This is good advice. ENWorld would benefit from more hands on the dev team, and it would be a great leg up in your chosen career - at some point you'll need to build up demonstratable project management experience if you want to step up the career ladder.

Bringing a real team on board (an OS support resource, another coder or two) would be a win/win.


----------



## Vempyre (Apr 18, 2008)

If getting ENWorld 2 laters means it's not gonna be a "must be the clock" but a "solid as nails" release, all the better!

 I prefer delayed releases which are solid and working when they do get released


----------



## DCrane1 (Apr 19, 2008)

*It's All Good*

I don't post a lot but this made me stop lurking. It's no problem Morris.

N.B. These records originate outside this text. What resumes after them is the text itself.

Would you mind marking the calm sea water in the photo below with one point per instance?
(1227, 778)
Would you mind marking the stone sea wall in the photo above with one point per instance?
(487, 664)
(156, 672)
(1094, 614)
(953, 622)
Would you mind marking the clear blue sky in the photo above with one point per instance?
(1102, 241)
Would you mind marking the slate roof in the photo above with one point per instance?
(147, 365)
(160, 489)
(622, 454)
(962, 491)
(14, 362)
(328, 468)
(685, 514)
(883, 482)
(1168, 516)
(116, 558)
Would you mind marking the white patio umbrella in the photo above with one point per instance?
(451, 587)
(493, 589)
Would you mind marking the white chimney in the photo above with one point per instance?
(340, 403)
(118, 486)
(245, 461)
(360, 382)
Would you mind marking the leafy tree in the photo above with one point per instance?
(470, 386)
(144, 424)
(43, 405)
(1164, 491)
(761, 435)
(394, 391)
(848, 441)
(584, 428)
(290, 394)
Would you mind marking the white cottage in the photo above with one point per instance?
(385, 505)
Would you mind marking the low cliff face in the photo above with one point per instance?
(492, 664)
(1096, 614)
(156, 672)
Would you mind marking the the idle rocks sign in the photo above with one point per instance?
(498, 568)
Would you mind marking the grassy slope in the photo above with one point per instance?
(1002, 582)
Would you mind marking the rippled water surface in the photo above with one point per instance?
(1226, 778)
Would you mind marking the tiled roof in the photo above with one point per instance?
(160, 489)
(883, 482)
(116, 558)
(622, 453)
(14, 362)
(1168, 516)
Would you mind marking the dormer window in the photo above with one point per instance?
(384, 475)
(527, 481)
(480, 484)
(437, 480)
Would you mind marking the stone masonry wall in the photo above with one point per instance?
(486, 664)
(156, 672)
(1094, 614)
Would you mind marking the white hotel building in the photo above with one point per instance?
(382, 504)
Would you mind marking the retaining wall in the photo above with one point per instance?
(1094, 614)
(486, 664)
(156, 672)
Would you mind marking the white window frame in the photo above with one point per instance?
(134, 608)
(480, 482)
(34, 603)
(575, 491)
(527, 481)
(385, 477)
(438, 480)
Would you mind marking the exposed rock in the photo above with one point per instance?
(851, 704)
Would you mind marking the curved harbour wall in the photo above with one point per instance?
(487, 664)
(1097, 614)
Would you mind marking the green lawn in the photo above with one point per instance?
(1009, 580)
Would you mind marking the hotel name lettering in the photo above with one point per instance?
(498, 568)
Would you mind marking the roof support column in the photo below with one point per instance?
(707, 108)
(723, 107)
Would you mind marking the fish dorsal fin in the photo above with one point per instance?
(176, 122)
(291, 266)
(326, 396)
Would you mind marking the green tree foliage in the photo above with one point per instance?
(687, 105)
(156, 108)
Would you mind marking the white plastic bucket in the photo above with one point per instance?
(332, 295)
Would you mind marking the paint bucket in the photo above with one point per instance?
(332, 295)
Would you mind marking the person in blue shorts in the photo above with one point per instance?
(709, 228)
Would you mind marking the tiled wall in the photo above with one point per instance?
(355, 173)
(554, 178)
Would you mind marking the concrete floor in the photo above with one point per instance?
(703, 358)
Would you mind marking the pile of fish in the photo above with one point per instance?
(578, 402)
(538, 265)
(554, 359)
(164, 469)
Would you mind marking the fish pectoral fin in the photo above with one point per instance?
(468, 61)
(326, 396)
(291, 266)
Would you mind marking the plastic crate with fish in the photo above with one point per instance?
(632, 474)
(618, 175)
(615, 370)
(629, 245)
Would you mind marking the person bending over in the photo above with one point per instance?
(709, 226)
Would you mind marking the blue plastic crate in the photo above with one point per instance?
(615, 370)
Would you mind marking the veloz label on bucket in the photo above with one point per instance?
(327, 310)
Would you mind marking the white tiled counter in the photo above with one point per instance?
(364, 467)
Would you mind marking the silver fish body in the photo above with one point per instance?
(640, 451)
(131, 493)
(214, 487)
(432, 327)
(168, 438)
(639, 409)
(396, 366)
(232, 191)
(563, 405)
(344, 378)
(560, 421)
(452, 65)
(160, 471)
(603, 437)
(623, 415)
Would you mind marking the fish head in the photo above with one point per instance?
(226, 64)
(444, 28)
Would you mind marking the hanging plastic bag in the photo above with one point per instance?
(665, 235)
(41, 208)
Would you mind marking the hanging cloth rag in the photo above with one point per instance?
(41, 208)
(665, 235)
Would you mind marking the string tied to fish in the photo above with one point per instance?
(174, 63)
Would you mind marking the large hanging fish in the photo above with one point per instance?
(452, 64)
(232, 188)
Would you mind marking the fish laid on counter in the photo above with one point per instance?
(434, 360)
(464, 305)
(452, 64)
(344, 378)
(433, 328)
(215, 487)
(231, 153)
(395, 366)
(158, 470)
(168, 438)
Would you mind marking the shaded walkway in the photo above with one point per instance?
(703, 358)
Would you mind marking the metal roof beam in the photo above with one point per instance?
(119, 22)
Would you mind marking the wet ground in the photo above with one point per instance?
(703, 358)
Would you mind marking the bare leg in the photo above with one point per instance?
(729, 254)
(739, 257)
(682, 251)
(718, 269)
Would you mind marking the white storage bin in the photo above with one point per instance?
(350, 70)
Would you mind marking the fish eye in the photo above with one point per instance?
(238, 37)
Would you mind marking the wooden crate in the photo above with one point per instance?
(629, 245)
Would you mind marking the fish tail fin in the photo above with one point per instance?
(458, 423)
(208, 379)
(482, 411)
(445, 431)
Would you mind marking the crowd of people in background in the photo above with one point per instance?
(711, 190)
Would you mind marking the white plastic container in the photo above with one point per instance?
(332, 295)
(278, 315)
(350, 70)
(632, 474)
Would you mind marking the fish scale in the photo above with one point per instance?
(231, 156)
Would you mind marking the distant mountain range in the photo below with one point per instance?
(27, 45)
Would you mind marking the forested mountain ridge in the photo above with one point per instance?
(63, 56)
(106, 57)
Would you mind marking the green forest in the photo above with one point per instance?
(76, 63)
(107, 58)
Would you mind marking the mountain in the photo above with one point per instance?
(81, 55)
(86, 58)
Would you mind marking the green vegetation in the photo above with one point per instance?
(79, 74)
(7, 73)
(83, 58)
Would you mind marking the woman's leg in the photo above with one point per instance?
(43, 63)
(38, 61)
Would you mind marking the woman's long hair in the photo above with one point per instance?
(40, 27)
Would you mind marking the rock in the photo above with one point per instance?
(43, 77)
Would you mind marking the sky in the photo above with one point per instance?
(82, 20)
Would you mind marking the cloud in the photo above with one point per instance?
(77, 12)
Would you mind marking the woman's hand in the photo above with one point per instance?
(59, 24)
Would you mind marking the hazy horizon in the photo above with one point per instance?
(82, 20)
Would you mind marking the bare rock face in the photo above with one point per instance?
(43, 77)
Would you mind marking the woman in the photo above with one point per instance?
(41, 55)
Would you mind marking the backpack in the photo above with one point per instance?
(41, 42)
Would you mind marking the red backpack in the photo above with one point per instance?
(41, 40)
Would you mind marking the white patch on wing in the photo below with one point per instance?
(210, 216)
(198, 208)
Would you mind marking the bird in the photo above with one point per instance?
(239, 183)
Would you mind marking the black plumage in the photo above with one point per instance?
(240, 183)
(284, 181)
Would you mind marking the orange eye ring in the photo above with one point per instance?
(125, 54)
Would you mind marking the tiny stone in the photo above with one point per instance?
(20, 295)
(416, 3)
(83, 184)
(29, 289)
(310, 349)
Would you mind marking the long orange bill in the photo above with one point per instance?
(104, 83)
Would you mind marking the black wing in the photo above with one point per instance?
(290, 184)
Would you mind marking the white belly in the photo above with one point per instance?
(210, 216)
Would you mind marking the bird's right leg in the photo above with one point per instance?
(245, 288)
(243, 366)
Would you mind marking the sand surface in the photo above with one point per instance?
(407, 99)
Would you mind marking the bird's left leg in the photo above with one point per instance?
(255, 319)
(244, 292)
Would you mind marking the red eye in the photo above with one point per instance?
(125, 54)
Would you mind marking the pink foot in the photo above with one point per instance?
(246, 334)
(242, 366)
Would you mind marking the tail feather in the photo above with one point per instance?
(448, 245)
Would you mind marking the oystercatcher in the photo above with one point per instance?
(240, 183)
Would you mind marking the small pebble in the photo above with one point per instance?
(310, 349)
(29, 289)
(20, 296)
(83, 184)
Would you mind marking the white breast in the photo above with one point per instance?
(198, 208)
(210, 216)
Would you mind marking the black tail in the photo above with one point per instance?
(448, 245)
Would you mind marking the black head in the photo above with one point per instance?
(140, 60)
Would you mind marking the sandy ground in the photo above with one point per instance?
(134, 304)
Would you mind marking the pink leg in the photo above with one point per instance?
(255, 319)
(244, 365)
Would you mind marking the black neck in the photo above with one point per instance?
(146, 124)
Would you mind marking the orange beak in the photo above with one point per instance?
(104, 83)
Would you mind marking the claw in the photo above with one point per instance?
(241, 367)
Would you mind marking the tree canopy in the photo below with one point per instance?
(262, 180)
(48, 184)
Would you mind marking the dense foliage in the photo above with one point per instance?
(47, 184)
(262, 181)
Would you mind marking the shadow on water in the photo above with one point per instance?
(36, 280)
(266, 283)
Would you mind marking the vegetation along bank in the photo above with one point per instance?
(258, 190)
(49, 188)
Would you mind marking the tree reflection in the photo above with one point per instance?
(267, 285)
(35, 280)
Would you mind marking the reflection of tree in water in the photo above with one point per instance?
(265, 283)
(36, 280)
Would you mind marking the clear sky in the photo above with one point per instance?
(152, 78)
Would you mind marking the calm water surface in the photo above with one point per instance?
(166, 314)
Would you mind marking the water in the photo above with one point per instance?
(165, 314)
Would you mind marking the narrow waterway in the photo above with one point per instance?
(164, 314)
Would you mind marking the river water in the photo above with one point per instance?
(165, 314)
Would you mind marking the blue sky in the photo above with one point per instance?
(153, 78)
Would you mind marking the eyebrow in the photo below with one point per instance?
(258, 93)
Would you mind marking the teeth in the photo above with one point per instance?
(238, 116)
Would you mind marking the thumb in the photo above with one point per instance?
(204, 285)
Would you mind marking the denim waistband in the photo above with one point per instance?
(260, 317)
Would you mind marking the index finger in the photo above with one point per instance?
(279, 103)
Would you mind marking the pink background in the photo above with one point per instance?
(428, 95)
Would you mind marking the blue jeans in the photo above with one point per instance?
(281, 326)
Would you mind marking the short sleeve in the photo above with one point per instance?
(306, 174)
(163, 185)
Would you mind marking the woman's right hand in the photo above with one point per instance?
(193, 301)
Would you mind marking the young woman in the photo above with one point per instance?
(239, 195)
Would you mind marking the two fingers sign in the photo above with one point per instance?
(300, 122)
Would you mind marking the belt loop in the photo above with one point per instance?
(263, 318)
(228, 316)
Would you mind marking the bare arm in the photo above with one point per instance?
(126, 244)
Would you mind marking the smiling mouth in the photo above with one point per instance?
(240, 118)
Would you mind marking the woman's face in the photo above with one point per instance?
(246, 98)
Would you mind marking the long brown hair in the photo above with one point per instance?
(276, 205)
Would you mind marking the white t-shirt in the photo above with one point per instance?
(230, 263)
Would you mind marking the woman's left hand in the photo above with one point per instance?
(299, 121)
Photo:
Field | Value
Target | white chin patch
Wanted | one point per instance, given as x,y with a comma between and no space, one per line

The boards are still working and producing good discussion and good ideas, if they get updated a little bit later, that won't change. You tried to succeed, and you didn't Mike. That's not a problem to me, and it probably isn't one to anybody here.


----------



## DaveMage (Apr 19, 2008)

Meh.

I'm holding out for EN World 3 anyway....


----------



## Mishihari Lord (Apr 20, 2008)

Doesn't bother me.  Thanks for all your hard work on the site.


----------



## Thornir Alekeg (Apr 21, 2008)

DaveMage said:
			
		

> Meh.
> 
> I'm holding out for EN World 3 anyway....



 Meh, EN World 3 will be too videogamey.


----------



## Mark (Apr 21, 2008)

Thornir Alekeg said:
			
		

> Meh, EN World 3 will be too videogamey.





I hear it will be fashioned as an MMOBB.


----------



## Elephant (Apr 24, 2008)

Michael Morris said:
			
		

> About 2 hours ago I got chewed out over a project at work that is running months overdue and I have to work 14 hours at it or more (if I physically can) to try to get it completely wrapped up by weeks end or I may lose my job.
> 
> There are no longer enough hours between now and Friday free to complete what must be completed before I can convert the boards. I have failed everyone here, starting with Russ and working down to the newest member. I am a total and complete embarrassment to the staff.




I disagree.  Your dedication to releasing a non-buggy ENWorld v2 is a credit to the site.  As others have said, take all the time you need - many of us would rather wait a few extra weeks under the old codebase rather than wait on site-crashing bugs!

Go easy on yourself.  You've done far more for the site than I ever will.


----------